Per chiarire ulteriormente, nel primo tempo della finale di Supercoppa, i due falli di Chalanoglu precedenti quello per cui è stato ammonito sono casi di inopinabile «imprudenza», obiettivamente meritevoli, perciò, del cartellino giallo. Così come l’intenzionale tocco di mano in tuffo, a fermare un’azione potenzialmente pericolosa di Zerbin. E invece, niente. Il «lasciar giocare» in presenza di un fallo è legittimo solo se v’è una effettiva situazione di vantaggio, non certo per rendere il gioco più veloce, arbitrando – come erroneamente si usa dire – «all’inglese». Non v’è dubbio che arbitrare sia «una prova di abilità mentale». Tuttavia, tale abilità deve esprimersi dentro il paradigma giuridico delle regole del gioco. Discrezionalità non equivale a libertà, e cioè ad arbitrio, come se si potesse soggettivamente interpretare il «senso del gioco» oltre la prescrizione normativa. Significa, insomma, realizzare l’interesse pubblico alla regolarità della competizione operando rigorosamente solo nei delimitati spazi di valutazione delineati dalla regola.
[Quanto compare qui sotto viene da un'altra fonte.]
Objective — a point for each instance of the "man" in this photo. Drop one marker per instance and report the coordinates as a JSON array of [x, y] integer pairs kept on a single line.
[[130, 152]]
L’intervista delle Iene all’arbitro di serie A in attività ‘anonimo’ ha rivelato niente che non si sapesse già. Certo, sarebbe stato preferibile che non si fosse nascosto sotto un cappuccio. Nessuno, però, può farsi maestro di coraggio civile, in un mondo abitato prevalentemente da codardi asserviti al principio (decadente, ma umanamente comprensibile) del «tengo famiglia». La credibilità di quanto ha riferito non è minata dal (non facilmente condannabile) timore di pagare di persona. Sono anni che (con testarda perseveranza, per molti insopportabile) provo a spiegare (come «voce d’uno che grida nel deserto») le cose di cui ha parlato quell’arbitro. La notizia è che le abbia dette qualcuno dall’interno del sistema istituzionale. Sì, non può definirsi propriamente un «cuor di leone». Ma bisogna essergli grati. Perché se ne giova sicuramente la battaglia per la legalità".